Submitted by redditnit21 t3_xzkmlr in MachineLearning
Street_Excitement_14 t1_irmupgk wrote
u/in-your-own-words explaining nicely but I feel you lack basics, thus here are my two cents:
- You have 2 different entities, A. a csv file indicating path of the images and output class of the images, for each image, and B. the images itself.
- Maintain your sv file in a dataframe (ie in Pandas) and shuffle it.
- Create a new column which indicates images in that row is for training or for testing. (you can take indexes, and split them, or you can also stratified split ie take 20% test data from each class.) If you stuck, search web or ask stackoverflow. Pandas, sklearn and numpy are your friends.
- Now you have a dataframe that has image path, image class and train/test indicator. Using this dataframe, you can create train and test folder and copy/move corresponding images to those folder easily. You can also create two different csv file from your dataframe for train and test and save them as well.
- Alternatively, you can directly feed data from your dataframe to the learning algorithm. The loader function will take image path as an input, and load the image and feed the algorithm.

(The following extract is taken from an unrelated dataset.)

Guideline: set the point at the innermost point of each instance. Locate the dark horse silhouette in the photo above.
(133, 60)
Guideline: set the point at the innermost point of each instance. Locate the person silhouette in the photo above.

Do not ask for code:) As I have said, mostly pandas is your friend
in-your-own-words t1_irmv7ca wrote
My pedagogical method is more socratic and from an engineering perspective. I think discovering how to find the names of the mainstream tools, how to find the documentation, and how to learn to read, understand, and rely on it, is ultimately the most beneficial and empowering to the developer.
redditnit21 OP t1_irmvsly wrote
Thanks for such a good answer and I will keep in mind all you said and start learning basics. I don’t know why other guys are just straight up criticising me. What I did I split the images into 2 folders train and test and then further classified into folders (Class 1 and Class 2). Then I am thinking of using train data generator for training.
Street_Excitement_14 t1_irmwhvt wrote
you are welcome. my advice is do not do anything manually, do it with Pandas. ie you can use pandas '.loc' command to filter training data, and write that data to training folder etc. İf stuck at any point, search the internet or ask it. good luck, have a nice day:)
redditnit21 OP t1_irmwspv wrote
Just a last question, do you know any good resource to learn the basics for Pandas?
Street_Excitement_14 t1_irmygtj wrote
Trust me it pays off well (even without the context of data science field, it gives you the ability to manage the tabular data effectively)
https://www.kaggle.com/learn/pandas
https://www.coursera.org/specializations/data-science-python
redditnit21 OP t1_irn75ut wrote
Thanks a lot man! I am really sorry for asking to write code.